Adverse obstetric outcomes in early‐diagnosed gestational diabetes mellitus: The Japan Environment and Children’s Study
Author(s) -
Kyozuka Hyo,
Yasuda Shun,
Murata Tsuyoshi,
Fukuda Toma,
Yamaguchi Akiko,
Kanno Aya,
Sato Akiko,
Ogata Yuka,
Hosoya Mitsuaki,
Yasumura Seiji,
Hashimoto Koichi,
Nishigori Hidekazu,
Fujimori Keiya
Publication year - 2021
Publication title -
journal of diabetes investigation
Language(s) - English
Resource type - Journals
SCImago Journal Rank - 1.089
H-Index - 50
eISSN - 2040-1124
pISSN - 2040-1116
DOI - 10.1111/jdi.13569
Subject(s) - medicine , gestational diabetes , odds ratio , obstetrics , pregnancy , diabetes mellitus , confidence interval , gestational age , gestation , pediatrics , endocrinology , genetics , biology
Aims/Introduction To examine adverse outcomes in women with early‐diagnosed gestational diabetes mellitus using data from a large birth cohort study in Japan.

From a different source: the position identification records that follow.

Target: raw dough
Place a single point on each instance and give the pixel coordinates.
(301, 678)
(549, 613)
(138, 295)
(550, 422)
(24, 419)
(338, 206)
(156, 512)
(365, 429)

Materials and Methods This study analyzed data from singleton pregnancies in the Japan Environment and Children’s Study including births during 2011–2014. Mothers with an HbA1c level ≥6.5% in the first trimester, a history of diabetes mellitus, or steroid use during pregnancy were excluded. The participants were divided into three groups: control (without gestational diabetes mellitus), early‐diagnosed gestational diabetes mellitus (diagnosed before gestational week 24), and late‐diagnosed gestational diabetes mellitus (diagnosed after gestational week 24). Multiple logistic regression analysis was performed to calculate the risk of early‐diagnosed and late‐diagnosed gestational diabetes mellitus for adverse obstetrics outcomes. Results In total, 100,376 eligible participants were included in this study. The number of individuals in control cases, early‐diagnosed gestational diabetes mellitus cases, and late‐diagnosed gestational diabetes mellitus cases was 98,090 (97.7%), 751 (0.7%), and 1,535 (1.5%), respectively. When control cases were used as reference, multiple logistic regression analysis revealed that early‐diagnosed gestational diabetes mellitus increased the risk of hypertensive disorders of pregnancy (adjusted odds ratio: 2.08, 95% confidence interval: 1.51–2.86), early‐onset hypertensive disorders of pregnancy (adjusted odds ratio: 1.91, 95% confidence interval: 1.01–3.65), and late‐onset hypertensive disorders of pregnancy (adjusted odds ratio: 1.92, 95% confidence interval: 1.29–2.86). Conclusion Early‐diagnosed gestational diabetes mellitus is associated with serious obstetric complications. Our findings indicate the necessity of further investigations to validate the benefit of early screening for gestational diabetes mellitus in pregnant women.